For the emerging Cuban private sector, the internal situation in Cuba is one thing and the relations between the two governments are another. “We ask you to listen to us, Cuban entrepreneurs and private businessmen who live in Cuba, and not to a small community of Cuban Americans who do not speak out for our needs, desires and anxieties to build a future marked by understanding between our governments”, the entrepreneurs point out. And they conclude with an exhortation to Biden: “The policies of your Administration should not be aimed at causing us Cubans as much adversity and suffering as possible, but rather at how much they can improve our ability to prosper.”

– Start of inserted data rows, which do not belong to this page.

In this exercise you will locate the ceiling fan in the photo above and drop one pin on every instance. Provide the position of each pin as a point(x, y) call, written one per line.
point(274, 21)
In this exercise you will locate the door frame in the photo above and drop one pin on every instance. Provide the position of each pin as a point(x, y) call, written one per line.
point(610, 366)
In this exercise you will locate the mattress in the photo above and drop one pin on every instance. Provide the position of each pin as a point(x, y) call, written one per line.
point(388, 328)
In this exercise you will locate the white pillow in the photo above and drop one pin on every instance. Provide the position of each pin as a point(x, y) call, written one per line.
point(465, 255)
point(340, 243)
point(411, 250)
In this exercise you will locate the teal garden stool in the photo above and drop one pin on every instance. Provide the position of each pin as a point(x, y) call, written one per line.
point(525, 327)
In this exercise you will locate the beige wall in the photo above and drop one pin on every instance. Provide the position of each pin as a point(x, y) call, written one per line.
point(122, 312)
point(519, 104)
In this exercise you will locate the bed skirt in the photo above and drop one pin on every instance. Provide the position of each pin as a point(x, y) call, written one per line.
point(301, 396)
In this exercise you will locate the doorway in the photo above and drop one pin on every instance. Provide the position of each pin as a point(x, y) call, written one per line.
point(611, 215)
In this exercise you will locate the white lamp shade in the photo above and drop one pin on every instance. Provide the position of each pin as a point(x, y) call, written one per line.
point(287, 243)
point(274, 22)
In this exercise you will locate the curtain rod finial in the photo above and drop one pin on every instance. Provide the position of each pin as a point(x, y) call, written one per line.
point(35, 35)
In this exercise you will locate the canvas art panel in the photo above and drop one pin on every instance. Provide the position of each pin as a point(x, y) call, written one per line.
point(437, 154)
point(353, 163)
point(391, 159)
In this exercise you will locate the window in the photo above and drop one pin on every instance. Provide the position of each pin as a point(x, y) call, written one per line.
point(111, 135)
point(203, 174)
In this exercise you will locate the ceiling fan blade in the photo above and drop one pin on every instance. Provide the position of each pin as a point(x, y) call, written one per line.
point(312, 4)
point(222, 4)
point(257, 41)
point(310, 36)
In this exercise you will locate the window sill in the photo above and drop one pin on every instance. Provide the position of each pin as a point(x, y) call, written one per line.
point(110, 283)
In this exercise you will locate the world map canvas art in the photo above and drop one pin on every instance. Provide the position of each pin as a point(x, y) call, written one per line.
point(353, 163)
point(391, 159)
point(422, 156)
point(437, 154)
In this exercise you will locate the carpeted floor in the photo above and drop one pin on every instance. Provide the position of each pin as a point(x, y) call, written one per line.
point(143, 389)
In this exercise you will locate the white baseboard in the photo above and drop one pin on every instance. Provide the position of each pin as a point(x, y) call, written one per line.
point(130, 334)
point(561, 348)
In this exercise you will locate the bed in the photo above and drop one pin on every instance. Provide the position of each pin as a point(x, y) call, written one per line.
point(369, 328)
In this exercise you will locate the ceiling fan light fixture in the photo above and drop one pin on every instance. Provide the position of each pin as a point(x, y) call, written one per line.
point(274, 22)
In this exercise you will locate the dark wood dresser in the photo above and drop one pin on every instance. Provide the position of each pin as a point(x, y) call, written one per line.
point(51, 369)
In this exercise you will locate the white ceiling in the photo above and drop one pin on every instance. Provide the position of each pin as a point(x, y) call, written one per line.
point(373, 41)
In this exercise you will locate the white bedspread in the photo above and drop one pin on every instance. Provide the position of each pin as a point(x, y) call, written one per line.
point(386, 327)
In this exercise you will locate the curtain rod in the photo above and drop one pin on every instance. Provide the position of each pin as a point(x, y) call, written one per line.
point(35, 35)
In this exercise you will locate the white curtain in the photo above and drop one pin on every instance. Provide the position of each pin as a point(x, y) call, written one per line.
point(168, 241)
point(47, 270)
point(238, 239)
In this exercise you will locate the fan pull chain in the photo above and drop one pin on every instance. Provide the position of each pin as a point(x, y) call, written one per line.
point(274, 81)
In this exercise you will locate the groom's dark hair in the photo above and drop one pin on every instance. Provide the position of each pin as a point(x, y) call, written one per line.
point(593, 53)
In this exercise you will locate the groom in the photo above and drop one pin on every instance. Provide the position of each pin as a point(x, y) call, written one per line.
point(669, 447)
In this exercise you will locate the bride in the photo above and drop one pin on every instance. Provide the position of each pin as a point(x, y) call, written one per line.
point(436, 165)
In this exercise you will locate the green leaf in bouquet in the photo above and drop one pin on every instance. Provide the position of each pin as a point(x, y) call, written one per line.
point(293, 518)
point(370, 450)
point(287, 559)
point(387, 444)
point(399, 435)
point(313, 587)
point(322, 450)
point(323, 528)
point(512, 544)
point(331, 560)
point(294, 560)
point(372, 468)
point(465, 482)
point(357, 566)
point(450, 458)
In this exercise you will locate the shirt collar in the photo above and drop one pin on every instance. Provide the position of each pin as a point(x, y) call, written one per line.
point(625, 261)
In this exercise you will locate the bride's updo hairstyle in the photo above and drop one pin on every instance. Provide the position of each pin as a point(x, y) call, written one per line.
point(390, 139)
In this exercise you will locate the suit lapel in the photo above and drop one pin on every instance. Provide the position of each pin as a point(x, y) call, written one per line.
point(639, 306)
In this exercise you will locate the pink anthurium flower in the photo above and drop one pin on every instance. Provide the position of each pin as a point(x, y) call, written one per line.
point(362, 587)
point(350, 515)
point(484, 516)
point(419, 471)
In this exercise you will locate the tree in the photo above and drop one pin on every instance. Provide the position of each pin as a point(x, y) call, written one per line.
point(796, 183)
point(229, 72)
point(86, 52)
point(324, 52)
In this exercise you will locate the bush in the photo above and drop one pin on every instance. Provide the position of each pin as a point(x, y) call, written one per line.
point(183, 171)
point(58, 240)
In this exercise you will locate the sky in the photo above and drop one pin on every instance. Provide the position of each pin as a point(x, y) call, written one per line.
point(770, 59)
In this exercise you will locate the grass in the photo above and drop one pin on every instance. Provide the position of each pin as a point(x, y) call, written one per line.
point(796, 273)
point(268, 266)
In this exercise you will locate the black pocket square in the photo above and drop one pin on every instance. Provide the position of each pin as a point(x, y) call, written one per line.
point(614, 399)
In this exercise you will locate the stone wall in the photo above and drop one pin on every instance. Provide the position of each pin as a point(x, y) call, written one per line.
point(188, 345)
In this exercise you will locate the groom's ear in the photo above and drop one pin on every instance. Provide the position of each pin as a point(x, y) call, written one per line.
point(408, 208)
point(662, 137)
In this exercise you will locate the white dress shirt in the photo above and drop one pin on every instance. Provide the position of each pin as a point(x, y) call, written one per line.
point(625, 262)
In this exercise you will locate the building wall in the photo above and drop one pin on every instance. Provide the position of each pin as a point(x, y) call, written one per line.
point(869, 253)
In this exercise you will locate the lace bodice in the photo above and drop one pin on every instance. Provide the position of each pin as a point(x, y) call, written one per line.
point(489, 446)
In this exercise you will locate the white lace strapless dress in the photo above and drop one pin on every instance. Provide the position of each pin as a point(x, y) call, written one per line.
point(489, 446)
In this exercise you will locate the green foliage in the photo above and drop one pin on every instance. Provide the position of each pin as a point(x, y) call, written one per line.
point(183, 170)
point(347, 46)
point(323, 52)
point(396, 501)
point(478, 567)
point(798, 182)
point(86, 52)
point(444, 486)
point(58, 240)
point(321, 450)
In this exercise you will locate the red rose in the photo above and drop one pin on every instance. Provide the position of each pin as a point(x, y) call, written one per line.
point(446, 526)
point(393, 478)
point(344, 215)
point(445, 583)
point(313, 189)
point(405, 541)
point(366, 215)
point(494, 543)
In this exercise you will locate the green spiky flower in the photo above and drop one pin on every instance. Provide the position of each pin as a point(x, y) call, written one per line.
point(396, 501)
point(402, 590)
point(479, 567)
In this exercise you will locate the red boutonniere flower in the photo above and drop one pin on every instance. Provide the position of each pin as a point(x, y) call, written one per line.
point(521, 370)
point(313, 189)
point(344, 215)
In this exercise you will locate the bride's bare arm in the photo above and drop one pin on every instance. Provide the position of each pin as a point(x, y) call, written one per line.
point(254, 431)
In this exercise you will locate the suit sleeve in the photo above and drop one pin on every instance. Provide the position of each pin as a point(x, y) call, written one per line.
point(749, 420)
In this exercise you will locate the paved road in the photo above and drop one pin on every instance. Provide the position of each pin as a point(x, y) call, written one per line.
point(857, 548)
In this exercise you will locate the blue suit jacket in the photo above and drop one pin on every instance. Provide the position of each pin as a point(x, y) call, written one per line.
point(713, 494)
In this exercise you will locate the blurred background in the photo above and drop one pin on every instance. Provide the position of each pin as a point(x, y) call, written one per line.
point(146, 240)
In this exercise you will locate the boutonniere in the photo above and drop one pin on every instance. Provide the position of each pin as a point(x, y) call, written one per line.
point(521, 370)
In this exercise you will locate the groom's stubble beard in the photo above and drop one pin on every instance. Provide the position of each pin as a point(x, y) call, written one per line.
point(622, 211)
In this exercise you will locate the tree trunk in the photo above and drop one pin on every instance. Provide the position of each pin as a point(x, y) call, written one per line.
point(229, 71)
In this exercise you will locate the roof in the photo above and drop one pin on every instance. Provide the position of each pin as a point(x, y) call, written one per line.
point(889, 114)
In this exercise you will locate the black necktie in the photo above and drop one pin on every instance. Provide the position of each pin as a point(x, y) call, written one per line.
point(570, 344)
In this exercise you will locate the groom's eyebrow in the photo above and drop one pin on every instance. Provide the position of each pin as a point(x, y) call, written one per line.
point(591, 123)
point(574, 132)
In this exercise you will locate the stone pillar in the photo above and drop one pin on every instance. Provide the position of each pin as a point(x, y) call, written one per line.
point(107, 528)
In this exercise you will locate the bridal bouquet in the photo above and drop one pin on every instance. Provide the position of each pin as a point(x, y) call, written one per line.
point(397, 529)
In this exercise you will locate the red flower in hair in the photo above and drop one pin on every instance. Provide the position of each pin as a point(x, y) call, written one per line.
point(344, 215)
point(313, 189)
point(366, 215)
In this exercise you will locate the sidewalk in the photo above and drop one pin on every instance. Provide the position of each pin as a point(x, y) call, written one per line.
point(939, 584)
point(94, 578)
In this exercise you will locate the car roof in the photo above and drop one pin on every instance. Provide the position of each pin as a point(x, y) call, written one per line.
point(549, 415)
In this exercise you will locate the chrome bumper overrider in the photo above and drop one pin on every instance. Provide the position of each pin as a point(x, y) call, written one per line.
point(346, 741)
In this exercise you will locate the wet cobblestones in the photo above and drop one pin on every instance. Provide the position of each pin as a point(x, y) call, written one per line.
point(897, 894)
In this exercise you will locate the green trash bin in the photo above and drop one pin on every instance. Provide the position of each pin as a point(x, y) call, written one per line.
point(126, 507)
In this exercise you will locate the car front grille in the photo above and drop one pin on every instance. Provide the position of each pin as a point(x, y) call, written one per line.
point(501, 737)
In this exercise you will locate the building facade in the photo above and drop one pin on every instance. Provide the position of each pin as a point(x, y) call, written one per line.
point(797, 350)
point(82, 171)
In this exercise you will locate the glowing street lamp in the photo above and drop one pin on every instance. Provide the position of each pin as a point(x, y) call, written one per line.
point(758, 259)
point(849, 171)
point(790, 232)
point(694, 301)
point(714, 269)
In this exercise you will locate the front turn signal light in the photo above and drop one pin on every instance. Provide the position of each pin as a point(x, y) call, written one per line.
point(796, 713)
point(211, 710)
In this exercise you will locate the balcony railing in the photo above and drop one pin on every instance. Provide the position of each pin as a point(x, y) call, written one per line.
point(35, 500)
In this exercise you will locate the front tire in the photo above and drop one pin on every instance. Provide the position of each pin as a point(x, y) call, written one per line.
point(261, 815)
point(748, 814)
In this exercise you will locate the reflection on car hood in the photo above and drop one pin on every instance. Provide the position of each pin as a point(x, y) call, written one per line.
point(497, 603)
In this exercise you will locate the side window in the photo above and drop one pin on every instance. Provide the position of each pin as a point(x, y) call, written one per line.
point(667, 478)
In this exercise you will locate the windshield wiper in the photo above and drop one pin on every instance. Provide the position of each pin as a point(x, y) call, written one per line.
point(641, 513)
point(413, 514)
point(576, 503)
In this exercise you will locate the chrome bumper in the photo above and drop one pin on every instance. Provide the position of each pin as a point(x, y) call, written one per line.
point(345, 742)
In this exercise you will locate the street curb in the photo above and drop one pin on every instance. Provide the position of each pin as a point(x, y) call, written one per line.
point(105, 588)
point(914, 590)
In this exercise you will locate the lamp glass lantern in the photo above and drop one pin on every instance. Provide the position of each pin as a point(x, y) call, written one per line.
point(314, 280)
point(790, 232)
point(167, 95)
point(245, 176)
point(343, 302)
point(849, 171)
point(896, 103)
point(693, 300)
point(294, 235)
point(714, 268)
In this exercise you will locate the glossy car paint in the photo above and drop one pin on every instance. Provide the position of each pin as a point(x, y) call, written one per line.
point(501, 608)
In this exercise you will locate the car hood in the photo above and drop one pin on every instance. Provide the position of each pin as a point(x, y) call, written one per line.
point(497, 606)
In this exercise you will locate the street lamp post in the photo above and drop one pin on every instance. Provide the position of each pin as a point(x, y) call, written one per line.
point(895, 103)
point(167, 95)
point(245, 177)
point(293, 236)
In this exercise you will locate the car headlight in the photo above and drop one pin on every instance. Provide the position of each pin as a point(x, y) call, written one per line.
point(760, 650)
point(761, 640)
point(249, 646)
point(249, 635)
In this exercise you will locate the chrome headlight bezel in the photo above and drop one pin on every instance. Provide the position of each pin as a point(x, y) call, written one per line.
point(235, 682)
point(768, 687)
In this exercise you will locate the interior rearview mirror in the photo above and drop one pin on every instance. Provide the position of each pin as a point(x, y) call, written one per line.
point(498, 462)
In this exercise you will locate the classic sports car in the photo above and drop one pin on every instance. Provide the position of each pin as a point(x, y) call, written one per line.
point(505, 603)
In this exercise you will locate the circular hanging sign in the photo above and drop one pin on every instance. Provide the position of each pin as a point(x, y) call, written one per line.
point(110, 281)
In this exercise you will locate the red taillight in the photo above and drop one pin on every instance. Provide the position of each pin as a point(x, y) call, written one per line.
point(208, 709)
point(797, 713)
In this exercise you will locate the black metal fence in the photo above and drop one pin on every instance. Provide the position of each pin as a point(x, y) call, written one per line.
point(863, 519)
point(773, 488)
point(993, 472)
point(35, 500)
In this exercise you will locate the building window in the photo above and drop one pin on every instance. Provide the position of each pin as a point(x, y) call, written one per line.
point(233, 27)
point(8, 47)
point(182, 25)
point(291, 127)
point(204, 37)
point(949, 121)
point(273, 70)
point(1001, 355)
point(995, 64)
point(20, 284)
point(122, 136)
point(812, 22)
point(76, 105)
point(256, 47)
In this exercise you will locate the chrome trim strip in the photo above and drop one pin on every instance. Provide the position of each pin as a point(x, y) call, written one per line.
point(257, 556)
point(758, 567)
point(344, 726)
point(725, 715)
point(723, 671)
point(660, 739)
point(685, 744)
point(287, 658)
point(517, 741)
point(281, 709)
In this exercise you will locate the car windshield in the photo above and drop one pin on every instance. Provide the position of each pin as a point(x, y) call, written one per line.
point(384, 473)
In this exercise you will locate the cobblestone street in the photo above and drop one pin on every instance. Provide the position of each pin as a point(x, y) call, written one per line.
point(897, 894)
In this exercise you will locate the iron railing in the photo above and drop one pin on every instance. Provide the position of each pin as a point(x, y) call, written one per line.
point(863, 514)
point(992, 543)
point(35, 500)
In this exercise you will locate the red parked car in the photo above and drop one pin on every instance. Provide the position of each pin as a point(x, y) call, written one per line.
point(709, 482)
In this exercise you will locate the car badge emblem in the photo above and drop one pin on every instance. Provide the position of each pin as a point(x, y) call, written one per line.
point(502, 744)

Archipelago denounces the repression
On the same day that a group of Cuban private entrepreneurs released their letter to Biden, the Archipelago platform, convener of the call Civic march for change On November 15, he published an open letter to the international community in which he denounced “an escalation of human rights violations and repression” on the eve of the protest.
“Not satisfied with the intimidation, the authorities have had no qualms about inciting hatred and violence to the citizens. Government supporters are being encouraged to reduce, through the use of force, peaceful protesters this November 15. Meanwhile, citizens who express their dissatisfaction with the government are threatened with expulsions from work, intimidation in their emotional environments, lynchings on national television, prison and severe sanctions, “says Archipiélago, a digital platform that already has 31,000 members on and off the island.
The organizers of the march, declared illegal by the Government after considering it a “subversive maneuver” organized by the United States, invoke in their letter the Political Dialogue and Cooperation Agreement signed by the European Union with Cuba in 2016, to request “accompaniment” of the EU that day. ”As actors of Cuban civil society that we are, we address the citizens of the member countries of the European Union to invite them to be aware of the streets next November 15th. We feel that the accompaniment of international actors could persuade the Cuban authorities to use violence against peaceful protesters ”. Archipelago has also called for protest caceroladas on November 14 and 15.